The EP may decide to defer discharge where it is dissatisfied with particular aspects of the Commission's management of the budget. Refusal of discharge was considered as tantamount to requiring resignation of the Commission; the threat was put into effect in December 1998. Following a vote in plenary at which the discharge motion was rejected, a group of five independent experts was established, which reported on accusations of fraud, mismanagement and nepotism against the European Commission; the latter body then resigned en bloc on 16 March 1999.
The new Commission came into office with a strong commitment to reform and proposals for a reform strategy were adopted in January 2000. These are partly based on the second report of the independent experts on reform of the Commission, which analysed current practice and made its own proposals for tackling mismanagement, irregularities and fraud. The reform is concentrating especially on reorganisation of internal audit and control arrangements, but includes establishment of codes of conduct for Commissioners and officials, creation of an ethics committee and a wide range of changes to staff policy.
Although the principal tool of control over execution of the budget remains the discharge, Parliamentary control is now also carried out during the budgetary year concerned.

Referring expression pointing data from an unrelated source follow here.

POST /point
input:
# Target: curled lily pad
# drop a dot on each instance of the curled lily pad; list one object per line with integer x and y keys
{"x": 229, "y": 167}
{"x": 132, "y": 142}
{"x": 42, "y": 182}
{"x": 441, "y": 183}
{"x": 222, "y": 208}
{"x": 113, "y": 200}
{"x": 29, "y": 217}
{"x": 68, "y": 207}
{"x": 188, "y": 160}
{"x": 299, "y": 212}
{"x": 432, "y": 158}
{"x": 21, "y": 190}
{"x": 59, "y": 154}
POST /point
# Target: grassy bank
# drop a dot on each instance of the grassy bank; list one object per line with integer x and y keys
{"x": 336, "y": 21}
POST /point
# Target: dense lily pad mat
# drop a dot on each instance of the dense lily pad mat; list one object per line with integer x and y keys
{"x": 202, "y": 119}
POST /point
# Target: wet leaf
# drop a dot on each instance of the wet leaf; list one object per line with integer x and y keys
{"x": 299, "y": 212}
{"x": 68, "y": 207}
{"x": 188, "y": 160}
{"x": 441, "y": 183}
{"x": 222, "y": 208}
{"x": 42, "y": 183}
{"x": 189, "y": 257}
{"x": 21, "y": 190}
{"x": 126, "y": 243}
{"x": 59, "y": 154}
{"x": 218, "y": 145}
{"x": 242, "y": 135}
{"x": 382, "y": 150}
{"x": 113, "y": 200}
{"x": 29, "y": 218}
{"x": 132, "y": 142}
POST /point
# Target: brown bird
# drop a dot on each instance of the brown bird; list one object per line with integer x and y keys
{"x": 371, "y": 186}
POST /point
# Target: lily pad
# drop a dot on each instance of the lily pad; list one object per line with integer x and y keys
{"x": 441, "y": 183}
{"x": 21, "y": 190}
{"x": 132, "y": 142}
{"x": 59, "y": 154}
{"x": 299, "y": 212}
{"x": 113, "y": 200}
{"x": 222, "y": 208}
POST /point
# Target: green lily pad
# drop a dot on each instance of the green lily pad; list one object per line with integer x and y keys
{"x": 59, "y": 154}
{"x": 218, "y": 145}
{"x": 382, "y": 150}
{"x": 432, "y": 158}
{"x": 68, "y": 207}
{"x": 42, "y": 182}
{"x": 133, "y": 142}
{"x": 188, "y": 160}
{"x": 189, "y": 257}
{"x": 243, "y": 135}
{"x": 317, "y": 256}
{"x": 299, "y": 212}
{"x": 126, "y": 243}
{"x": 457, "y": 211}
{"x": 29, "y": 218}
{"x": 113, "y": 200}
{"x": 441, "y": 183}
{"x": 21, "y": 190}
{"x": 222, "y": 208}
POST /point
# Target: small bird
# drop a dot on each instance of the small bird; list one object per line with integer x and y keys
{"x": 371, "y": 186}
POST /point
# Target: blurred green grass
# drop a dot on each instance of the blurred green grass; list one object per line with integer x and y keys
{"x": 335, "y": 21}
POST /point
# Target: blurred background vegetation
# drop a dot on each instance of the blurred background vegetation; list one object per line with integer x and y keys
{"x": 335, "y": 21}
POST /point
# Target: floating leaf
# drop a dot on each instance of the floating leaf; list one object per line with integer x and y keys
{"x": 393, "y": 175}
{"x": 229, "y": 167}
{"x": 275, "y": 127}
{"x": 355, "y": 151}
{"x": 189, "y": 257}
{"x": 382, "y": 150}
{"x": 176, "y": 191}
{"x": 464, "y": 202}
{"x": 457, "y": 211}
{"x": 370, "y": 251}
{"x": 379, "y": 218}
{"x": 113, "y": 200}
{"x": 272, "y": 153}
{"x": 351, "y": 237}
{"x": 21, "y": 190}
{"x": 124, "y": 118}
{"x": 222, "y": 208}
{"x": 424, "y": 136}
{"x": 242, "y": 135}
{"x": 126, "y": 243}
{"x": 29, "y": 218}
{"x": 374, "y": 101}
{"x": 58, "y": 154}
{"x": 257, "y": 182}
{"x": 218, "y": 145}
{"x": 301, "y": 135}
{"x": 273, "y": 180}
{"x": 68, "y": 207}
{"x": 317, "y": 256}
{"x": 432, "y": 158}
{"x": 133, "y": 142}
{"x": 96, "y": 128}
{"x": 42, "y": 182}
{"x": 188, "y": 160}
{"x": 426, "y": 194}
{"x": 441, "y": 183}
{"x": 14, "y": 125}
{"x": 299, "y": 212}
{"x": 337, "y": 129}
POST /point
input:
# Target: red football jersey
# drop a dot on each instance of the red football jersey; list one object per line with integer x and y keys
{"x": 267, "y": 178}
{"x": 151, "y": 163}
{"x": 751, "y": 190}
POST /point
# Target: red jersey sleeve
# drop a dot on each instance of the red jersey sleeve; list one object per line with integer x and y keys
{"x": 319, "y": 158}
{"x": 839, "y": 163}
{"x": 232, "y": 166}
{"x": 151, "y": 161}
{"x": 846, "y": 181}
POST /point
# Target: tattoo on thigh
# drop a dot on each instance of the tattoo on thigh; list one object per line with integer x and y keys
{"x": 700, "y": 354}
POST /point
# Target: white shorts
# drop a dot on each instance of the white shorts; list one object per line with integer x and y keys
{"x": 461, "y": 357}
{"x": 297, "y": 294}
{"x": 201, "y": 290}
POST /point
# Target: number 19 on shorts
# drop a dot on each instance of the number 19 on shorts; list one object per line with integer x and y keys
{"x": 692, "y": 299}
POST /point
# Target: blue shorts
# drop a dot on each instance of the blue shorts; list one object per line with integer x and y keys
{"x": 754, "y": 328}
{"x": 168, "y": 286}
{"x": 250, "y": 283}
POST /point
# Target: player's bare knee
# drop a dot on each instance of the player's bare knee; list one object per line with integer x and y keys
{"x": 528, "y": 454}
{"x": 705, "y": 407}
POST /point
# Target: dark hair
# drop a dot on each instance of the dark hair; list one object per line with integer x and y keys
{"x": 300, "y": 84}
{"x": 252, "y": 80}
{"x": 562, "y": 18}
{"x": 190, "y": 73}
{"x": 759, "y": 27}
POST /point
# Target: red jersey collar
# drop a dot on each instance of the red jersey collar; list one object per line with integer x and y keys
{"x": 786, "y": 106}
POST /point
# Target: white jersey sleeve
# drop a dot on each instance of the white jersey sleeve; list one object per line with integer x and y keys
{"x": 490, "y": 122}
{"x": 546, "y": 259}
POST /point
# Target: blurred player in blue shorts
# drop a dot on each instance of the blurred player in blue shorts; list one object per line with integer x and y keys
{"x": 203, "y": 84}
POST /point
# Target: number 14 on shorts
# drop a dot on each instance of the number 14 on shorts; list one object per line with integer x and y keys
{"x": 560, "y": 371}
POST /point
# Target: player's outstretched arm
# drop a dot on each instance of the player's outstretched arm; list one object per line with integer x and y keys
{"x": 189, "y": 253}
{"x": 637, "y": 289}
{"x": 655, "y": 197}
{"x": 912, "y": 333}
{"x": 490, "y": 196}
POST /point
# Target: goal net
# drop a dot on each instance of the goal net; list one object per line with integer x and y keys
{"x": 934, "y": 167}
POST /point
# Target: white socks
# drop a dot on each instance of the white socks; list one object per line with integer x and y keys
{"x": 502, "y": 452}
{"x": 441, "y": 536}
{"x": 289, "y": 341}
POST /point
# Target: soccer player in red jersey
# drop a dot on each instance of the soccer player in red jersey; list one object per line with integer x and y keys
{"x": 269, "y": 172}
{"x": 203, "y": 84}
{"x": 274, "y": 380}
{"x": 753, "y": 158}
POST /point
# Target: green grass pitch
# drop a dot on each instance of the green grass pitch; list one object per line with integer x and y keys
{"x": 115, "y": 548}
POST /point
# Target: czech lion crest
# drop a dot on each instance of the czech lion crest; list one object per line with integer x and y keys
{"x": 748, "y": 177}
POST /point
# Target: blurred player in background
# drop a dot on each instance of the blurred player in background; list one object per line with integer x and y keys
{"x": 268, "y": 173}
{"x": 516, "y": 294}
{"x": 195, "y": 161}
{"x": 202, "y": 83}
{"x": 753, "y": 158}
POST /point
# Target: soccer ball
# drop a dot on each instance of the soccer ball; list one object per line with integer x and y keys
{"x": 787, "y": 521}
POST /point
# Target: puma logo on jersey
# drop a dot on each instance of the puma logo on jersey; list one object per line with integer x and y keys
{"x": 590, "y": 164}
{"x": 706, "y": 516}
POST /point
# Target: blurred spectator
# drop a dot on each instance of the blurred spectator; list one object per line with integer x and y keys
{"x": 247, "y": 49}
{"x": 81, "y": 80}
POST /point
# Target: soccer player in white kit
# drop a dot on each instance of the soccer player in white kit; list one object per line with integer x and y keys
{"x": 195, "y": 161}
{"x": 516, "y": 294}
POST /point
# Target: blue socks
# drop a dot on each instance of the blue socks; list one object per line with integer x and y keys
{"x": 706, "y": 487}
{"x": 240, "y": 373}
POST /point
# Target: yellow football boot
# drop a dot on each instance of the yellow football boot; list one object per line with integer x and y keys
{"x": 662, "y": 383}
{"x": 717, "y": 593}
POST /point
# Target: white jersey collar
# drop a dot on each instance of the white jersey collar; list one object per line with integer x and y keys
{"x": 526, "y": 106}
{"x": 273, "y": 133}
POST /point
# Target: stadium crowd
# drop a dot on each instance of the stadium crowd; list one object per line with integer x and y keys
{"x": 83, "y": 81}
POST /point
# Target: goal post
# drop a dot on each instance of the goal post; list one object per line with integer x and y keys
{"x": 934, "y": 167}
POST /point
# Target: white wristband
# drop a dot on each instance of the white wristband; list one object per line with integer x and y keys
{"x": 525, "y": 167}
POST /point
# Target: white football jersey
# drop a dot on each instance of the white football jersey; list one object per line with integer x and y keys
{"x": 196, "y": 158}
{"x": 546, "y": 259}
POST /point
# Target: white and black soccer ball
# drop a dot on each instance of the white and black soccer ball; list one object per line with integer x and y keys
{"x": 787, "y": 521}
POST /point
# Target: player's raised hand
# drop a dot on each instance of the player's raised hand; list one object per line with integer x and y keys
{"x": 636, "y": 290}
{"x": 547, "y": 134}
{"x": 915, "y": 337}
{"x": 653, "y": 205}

To this end the Commission submits monthly reports to the budgetary authority on the implementation of the budget and quarterly reports on frauds and irregularities.
Underused lines in the budget may be the object of transfers to lines in need of reinforcement. Many of these are grouped in a proposal for a 'global' transfer submitted in the autumn; an opinion on this global transfer is used as an input to the Committee on Budgets deliberations on the following year's budget. Only transfers within the scope of existing policies may be approved; resources for new policies required in the course of the year must be the object of supplementary and amending budgets.
Because of the complexity of the Community budget, individual members of the Committee on Budgetary Control specialise in particular Community policies and prepare the EP's response to ECA special reports in their field, often in the form of working papers for the guidance of the general rapporteur on the discharge.
Parliament's specialist committees are also encouraged to play a positive role in ensuring that Community funds are spent economically in the best interest of the European taxpayer. On a number of occasions, members of the Committee on Budgetary Control have also held discussions with representatives of the corresponding committees of parliaments in the Member States, with national auditing authorities and with representatives of customs departments; on-the-spot enquiries have also been carried out by individual members to ascertain the facts underlying particular problems.
In December 1995 the EP exercised for the first time its right acquired under the Treaty on European Union to establish a Committee of Inquiry. This committee reported on allegations of fraud and maladministration under the Community transit system. Its 38 recommendations received wide support and following up their implementation has been the responsibility of the Committee on Budgetary Control.